2. MATERIALS AND METHODS

2.1. Subjects

With the aim of preventing nosocomial transmission of TB, IGRAs have been included in periodic medical examinations of healthcare workers since 2010. All staff members with positive reactions to BCG vaccination and who had been in contact with patients with TB underwent annual medical examinations, including chest X‐ray and irregular TB patient contact examinations, from 2011 to 2015. LTBI was diagnosed on the basis of positive IGRAs, with no clinical, bacteriological, or radiographic evidence of active disease. Individuals with LTBI were further categorized as having recent or remote LTBI according to the results of annual and irregular medical examinations. IGRAs to identify recent LTBI have been assessed yearly in new staff members and staff members who were previously IGRA‐negative. The specimens for serodiagnosis were collected from the staff and inpatients with TB after obtaining written informed consent. This study was approved by the Research and Ethical Committees of the National Toneyama Hospital (2009‐0920) and Osaka City University Graduate School of Medicine (1458).

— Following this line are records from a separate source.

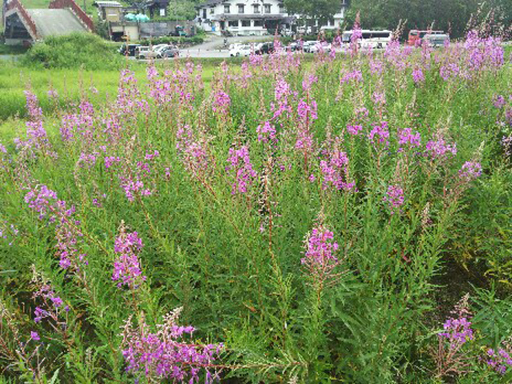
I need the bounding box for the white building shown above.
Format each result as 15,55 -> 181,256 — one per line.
197,0 -> 348,36
197,0 -> 293,36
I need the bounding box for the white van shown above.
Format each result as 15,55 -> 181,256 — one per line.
341,29 -> 393,49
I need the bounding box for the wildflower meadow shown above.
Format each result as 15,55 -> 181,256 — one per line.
0,31 -> 512,383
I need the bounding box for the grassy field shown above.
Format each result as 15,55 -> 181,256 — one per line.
0,35 -> 512,384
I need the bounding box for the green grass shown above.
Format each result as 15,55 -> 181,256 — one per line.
0,44 -> 28,55
0,45 -> 512,384
0,59 -> 220,124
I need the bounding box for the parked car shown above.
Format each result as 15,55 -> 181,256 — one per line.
423,34 -> 450,47
286,43 -> 300,52
135,46 -> 162,60
254,42 -> 275,55
119,44 -> 140,56
302,40 -> 320,53
229,44 -> 252,57
407,29 -> 444,46
164,45 -> 180,59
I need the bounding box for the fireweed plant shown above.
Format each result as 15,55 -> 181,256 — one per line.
0,27 -> 512,383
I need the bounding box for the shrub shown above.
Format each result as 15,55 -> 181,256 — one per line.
22,33 -> 123,70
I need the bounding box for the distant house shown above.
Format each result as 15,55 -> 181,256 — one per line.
146,0 -> 170,18
197,0 -> 292,35
2,0 -> 94,45
93,1 -> 123,22
196,0 -> 348,36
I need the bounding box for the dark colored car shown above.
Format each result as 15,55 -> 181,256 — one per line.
254,43 -> 274,55
164,46 -> 180,59
119,44 -> 140,56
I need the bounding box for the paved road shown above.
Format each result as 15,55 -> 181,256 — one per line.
180,35 -> 273,58
27,9 -> 86,37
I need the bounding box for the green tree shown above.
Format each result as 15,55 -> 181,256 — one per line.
284,0 -> 342,28
347,0 -> 484,37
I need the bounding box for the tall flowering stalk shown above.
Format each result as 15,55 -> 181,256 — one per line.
176,125 -> 214,185
301,217 -> 341,299
31,266 -> 69,330
60,100 -> 96,144
25,185 -> 87,272
226,145 -> 258,195
382,185 -> 405,215
122,308 -> 223,384
320,138 -> 355,191
434,294 -> 474,378
425,134 -> 457,160
112,223 -> 146,289
482,339 -> 512,375
15,91 -> 53,157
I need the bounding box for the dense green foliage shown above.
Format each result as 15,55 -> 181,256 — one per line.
22,33 -> 123,70
0,36 -> 512,383
346,0 -> 512,38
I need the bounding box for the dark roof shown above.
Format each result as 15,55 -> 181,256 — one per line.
92,1 -> 123,8
196,0 -> 226,8
211,13 -> 288,21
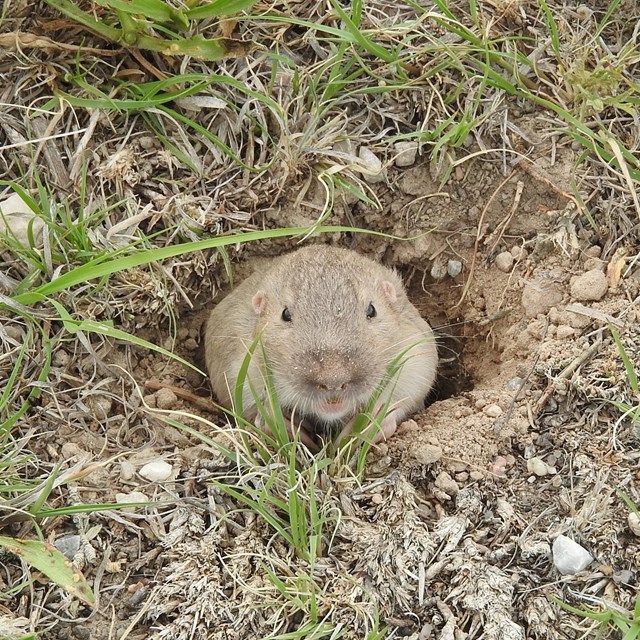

Participants were divided into the following groups:.

1)
Recent LTBI group with positive IGRA (<2 years after infection). This group consisted of 13 individuals (aged 43 ± 10 years, male/female ratio 3/10) with positive conversion of IGRA, including 10 identified as a result of annual medical examinations in 2011 and 2012 and three identified in irregular contact examinations of staff members who had previously been IGRA‐negative.
2)
Remote LTBI group (>2 years after infection). This group consisted of 12 individuals (aged 50 ± 6 years, male/female ratio 3/9) who had been IGRA‐positive from 2 years before 2012.
3)
No Mtb infection group. This group consisted of 19 individuals (aged 44 ± 10 years, male/female ratio 5/14) who were IGRA‐negative results and had negative results on testing with three commercially available serodiagnostic tests (Determiner TBGL kit [Kyowa Medex, Tokyo, Japan], MycoDot kit [Mossman Associates, Blackstone, MA], and MAC EIA kit [Tauns Laboratory, Shizuoka, Japan]).
4)
Positive serodiagnosis group. This group consisted of 15 individuals (aged 44 ± 8 years, male/female ratio 5/10) who were IGRA‐negative and positive according to Determiner TBGL and/or MycoDot tests. One individual with a positive MAC EIA test result was excluded from this study.
5)
Active TB group. This group included 15 inpatients (aged 47 ± 18 years, male/female ratio 8/7) whose were diagnosed as having active TB by microbiologic examination of sputum specimens yielding positive cultures and positive RNA amplification tests specific for Mtb (TRC Test, TRCRapid‐160; Tosoh; Tokyo, Japan) in 2011.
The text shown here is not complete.